Linux security vulnerability: Do not pipe the output content to your shell
It is silly to pipe the content output by wget or curl to bash or sh, for example:
wget -O - http://example.com/install.sh | sudo sh
Command explanation:The-O parameter of wget indicates the output file name, which is followed by a specific file name. Here, "-" indicates "written to stdout", which is written to the standard output instead of saved on the local disk, then pass the content in the standard output to the sudo sh command as input.
This example can be seen everywhere. Sometimes they tell you to ignore the certificate (look at the Salt), and these operations are silent. I think the main reason for this is its failure mode (instead of running arbitrary commands on your machine and deceiving you based on user agents ). What happens if the connection is closed halfway? Let's witness it together!
(echo -n "echo \"Hello\""; cat) | nc -l -p 5555
Command explanation:(1) The-n parameter of echo indicates that the "\ r \ n" action is not added at the end of the output, that is, the line break is not explicitly added (Added by default); (2) the cat command ends only when a line break is encountered. Otherwise, the cat Command remains suspended until the line break ends. (3) The nc command is a network detection tool. For more information, see Google, here,-l indicates that it is in listening mode, and-p 5555 indicates listening at port 5555. This will send a command to the connection end, but it does not send a line break, so it will remain suspended. Let's connect to this client:
nc localhost 5555 | sh
At the beginning, nothing will happen. Good! What happens if we use the kill-9 command to forcibly kill the netcat being monitored? Does the sh command execute some commands in its buffer?
nc localhost 5555 | shHello
Process description:(1) how to kill the netcat being monitored? First, use the ps-auf | grep nc command to find "(echo-n" echo \ "Hello \" "; cat) | nc-l-p 5555 "indicates the process pid of the listening command, and kill-9 indicates that the pid can be killed. (2) "Hello" is the output result of connecting to the client after killing the nc listening process. How can this result be output? "(Echo-n" echo \ "Hello \" "; cat) | the pipeline Input in the nc-l-p 5555 command "(echo-n" echo \ "Hello \" ")" will be saved to the temporary buffer zone, in this case, "nc localhost 5555" in "nc localhost 5555 | sh" will receive the content of the buffer, that is, the connection's command will change:
(echo -n "echo \"Hello\"") | sh
Of course Hello is output.
We can see from the above that the command is actually executed. What if it is changed to the wget or curl command?

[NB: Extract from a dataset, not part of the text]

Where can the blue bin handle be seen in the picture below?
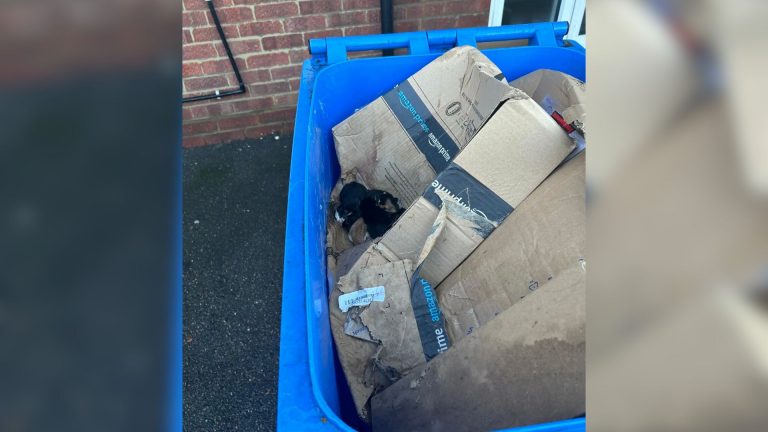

wget -O - http://localhost:5555 | sh--2013-10-31 16:22:38-- http://localhost:5555/Resolving localhost (localhost)... 127.0.0.1Connecting to localhost (localhost)|127.0.0.1|:5555... connected.HTTP request sent, awaiting response... 200 No headers, assuming HTTP/0.9Length: unspecifiedSaving to: `STDOUT' [ <=> ] 12 --.-K/s in 8.6s2013-10-31 16:22:47 (1.40 B/s) - written to stdout [12]Hello
The result is the same.
What if these commands are not harmless echo but the following commands?
TMP=/tmpTMP_DIR=`mktemp`rm -rf $TMP_DIR
Harmless? Really? What if the connection is closed immediately after the command "rm-rf $ TMP" is sent? This will delete all files in the temp directory, which is quite harmful. It seems that this is unlikely to happen, but once such a result is sent, even if it only happens once, the consequences may be disastrous and we can't regret it. So, friends, please do not use the output content of any command as the input pipeline to your shell.